Boehner Ties Oil Pipeline to Payroll Tax Bill

John Boehner

The House passed such a bill this week, but Senate Democrats expect to block it in a vote tentatively set for Saturday as the Congressional logjam slipped into the weekend. In the absence of agreement on a full-year bill, Senate leaders are considering a two-month extension of the payroll tax relief and jobless benefits. The revised bill would go back to the House.
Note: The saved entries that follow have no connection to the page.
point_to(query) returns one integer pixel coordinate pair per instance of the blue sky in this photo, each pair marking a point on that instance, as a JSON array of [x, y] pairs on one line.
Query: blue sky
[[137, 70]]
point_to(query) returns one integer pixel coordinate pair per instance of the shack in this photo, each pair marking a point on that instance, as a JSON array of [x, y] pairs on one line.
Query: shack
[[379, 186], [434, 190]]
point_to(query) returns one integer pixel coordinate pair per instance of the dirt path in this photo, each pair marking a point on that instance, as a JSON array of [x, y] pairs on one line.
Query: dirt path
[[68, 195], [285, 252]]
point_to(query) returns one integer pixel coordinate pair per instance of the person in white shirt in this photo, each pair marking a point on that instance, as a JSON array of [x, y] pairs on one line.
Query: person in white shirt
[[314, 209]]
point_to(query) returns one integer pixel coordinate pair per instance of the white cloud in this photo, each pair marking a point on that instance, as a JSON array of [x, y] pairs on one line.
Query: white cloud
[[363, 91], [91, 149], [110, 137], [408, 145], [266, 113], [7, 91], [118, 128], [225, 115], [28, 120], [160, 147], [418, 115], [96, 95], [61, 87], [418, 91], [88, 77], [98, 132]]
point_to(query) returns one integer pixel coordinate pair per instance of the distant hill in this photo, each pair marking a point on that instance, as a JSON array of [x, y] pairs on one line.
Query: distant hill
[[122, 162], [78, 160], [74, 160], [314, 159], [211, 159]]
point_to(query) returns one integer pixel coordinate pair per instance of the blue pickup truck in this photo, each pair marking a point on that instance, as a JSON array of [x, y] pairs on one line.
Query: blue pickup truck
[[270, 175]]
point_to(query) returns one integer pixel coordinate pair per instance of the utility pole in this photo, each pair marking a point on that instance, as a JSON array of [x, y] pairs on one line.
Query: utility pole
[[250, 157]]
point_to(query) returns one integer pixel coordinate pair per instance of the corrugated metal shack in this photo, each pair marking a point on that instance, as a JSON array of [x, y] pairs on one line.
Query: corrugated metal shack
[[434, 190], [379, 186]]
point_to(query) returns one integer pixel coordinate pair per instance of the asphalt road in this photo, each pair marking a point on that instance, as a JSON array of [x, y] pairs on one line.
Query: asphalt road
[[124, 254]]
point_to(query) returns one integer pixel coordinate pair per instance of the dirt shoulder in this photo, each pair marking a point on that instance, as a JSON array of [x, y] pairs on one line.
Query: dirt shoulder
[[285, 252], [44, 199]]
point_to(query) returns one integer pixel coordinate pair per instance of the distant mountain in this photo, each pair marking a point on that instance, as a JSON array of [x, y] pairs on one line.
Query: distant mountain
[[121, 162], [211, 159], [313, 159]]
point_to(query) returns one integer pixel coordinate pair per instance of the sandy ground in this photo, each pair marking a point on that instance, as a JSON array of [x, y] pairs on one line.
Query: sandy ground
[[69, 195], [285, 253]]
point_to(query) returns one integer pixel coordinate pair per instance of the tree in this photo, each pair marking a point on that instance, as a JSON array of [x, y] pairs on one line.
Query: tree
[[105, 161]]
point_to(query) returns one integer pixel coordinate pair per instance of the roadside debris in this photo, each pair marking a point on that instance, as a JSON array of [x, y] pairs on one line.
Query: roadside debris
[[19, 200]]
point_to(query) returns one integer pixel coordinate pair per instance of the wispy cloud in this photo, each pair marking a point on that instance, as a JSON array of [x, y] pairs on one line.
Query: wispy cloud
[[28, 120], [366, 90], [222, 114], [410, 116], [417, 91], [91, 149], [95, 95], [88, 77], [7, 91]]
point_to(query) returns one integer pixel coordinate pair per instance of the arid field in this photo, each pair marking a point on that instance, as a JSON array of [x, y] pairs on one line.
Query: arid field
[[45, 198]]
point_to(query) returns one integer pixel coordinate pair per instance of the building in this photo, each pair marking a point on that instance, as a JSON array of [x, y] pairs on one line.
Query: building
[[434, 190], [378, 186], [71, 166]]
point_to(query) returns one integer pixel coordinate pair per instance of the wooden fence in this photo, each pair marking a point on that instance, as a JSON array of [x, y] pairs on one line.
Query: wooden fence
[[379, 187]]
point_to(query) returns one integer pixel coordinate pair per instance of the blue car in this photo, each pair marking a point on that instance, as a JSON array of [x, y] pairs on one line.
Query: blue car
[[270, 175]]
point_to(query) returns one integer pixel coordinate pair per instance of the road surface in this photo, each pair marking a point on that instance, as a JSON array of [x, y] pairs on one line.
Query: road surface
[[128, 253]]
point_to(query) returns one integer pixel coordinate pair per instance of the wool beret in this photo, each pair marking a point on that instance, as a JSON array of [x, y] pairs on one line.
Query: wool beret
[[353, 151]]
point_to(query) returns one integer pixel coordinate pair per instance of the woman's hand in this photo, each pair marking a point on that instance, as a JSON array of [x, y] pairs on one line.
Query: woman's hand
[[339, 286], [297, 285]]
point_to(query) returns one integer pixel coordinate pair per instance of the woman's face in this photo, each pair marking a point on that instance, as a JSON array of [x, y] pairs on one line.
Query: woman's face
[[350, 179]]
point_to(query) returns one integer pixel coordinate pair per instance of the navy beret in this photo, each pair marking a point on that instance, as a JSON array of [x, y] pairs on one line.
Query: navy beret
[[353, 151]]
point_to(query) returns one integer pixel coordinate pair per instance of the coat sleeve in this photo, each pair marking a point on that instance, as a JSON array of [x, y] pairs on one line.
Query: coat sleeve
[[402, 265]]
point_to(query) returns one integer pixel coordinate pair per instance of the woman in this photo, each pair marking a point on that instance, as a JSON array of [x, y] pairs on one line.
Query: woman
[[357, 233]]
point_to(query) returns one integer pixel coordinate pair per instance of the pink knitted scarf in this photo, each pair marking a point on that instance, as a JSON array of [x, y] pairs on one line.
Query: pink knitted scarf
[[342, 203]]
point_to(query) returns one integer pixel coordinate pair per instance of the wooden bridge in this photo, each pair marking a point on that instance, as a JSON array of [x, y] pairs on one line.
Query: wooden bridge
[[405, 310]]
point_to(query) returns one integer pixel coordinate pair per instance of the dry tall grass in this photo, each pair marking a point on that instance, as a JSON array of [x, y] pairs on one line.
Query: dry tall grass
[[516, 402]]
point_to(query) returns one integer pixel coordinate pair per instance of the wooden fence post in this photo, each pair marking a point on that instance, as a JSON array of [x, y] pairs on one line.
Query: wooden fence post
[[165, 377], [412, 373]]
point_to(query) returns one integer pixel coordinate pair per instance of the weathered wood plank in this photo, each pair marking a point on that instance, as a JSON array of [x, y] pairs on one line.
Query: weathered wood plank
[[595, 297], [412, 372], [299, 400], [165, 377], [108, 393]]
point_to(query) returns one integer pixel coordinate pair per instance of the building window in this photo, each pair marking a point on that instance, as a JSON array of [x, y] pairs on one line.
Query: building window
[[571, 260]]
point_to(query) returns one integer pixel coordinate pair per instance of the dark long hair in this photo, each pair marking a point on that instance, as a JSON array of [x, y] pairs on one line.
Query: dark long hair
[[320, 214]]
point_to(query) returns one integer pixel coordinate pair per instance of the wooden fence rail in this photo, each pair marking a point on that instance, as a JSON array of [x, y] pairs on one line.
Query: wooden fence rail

“The House has done its work,” Mr. Boehner said Friday. “We’re waiting on the United States Senate. But these rumors that are floating around here about a two-month extension, I’ll just say this: If that bill comes over to us, we will make changes to it, and I will guarantee you that the Keystone pipeline will be in there when it goes back to the United States Senate.” President Obama has said he wants more time to study the environmental effects of the pipeline, and he has, in effect, deferred a decision on its approval until after the 2012 elections.

“Any effort to try to tie Keystone to the payroll tax cut, I will reject,” Mr. Obama said last week.

At a meeting of the House Republican caucus on Friday, party leaders told lawmakers that they should be prepared to return to the Capitol next week to vote on a new version of the payroll tax bill as revised by the Senate.

House leaders were rounding up votes in support of the separate spending measure that would pay for government operations through Sept. 30, 2012. The Senate was expected to consider the bill as early as Friday with a stop-gap funding measure due to expire at midnight.